Pro 15 Minuten geleisteter Arbeit wird ein „Zeidla“ in Rechnung gestellt (wobei die Abrechnung ebenfalls über „Cyclos“ abgewickelt wird). Mäht ein Mitglied beispielsweise 45 Minuten lang den Rasen eines anderen Mitglieds schuldet letzteres ersterem drei „Zeidla“.

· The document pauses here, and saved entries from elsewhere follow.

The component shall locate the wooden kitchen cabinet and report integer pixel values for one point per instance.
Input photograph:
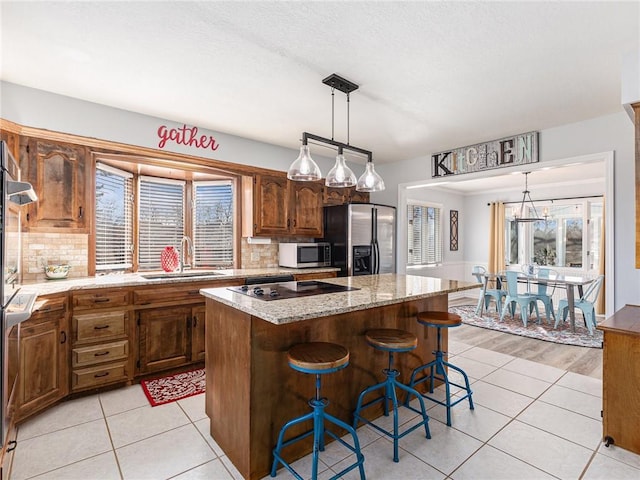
(305, 209)
(164, 338)
(340, 196)
(101, 338)
(275, 206)
(198, 333)
(270, 205)
(170, 321)
(61, 178)
(43, 376)
(621, 379)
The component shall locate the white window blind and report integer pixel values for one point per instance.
(114, 218)
(213, 224)
(424, 234)
(160, 216)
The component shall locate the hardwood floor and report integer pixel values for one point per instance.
(581, 360)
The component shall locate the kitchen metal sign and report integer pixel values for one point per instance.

„Zeit gehört zum Wertvollsten, was ein Mensch besitzt. Der Tauschring ist ein Zeit-Tauschring. Darin liegt auch für jeden Menschen die Chance, Mitglied zu werden. Jeder bringt sich mit dem ein, was er kann und jeder kann etwas. Zeit ist Zeit, egal, ob jemand einen Computer repariert, etwas vorliest oder ein Kind beaufsichtigt.“
Wobei die Absicht sich einbringen zu wollen, teilweise stärker ausgeprägt sei, als das Vertrauen in die eigenen Fähigkeiten, die man anderen anbieten könne. Oft passiere es, dass jemand durchaus Interesse habe mitzumachen, aber nicht wisse, womit. „Darum haben wir eine Liste von Tauschideen zusammengestellt“, sagt Margot Scheer, „an der sich die Leute orientieren können. So lässt sich herausfinden, was man eigentlich alles kann. Gerade ältere Menschen fühlen sich teilweise für die Gesellschaft nicht mehr wichtig. Ihnen bietet der Tauschring die Möglichkeit, sich mit ihrer Erfahrung, ihrem Können einzubringen. So können sie persönlich ganz neu Wertschätzung erfahren.“
Ein Geben und Nehmen
Neue Mitglieder erhalten ein Startkapital von 12 Zeidla, um nicht gleich in den Minusbereich zu geraten, wenn sie zum ersten Mal eine Dienstleistung für sich in Anspruch nehmen, ohne vorher eine Dienstleistung beigetragen zu haben. Wobei ins Minus zu rutschen erst Konsequenzen hat, wenn man derart viele Tauschaktionen unternommen hat, dass man sich Richtung minus 40 „Zeidla“ bewegt. Dann erinnert das Datenbanksystem automatisch, dass man wieder etwas beitragen sollte. „Negative Erfahrungen“, sagt Margot Scheer, „sind im einjährigen Bestehen des Tauschrings aber noch nicht gemacht worden. Ich bin in vielen Vereinen tätig, aber die positive Stimmung und der selbstlose Umgang miteinander sind einmalig.“
Monatliche Tauschtreffs
Da jedoch kaum jemand Fremde, die über eine Datenbank gebucht wurden, in die eigene Wohnung einladen möchte, auch wenn es um den Austausch einer Dienstleistung gegen „Zeidla“ geht, bieten monatliche Tauschtreffs potentiellen Tauschpartnern die Möglichkeit, sich vorher kennenzulernen.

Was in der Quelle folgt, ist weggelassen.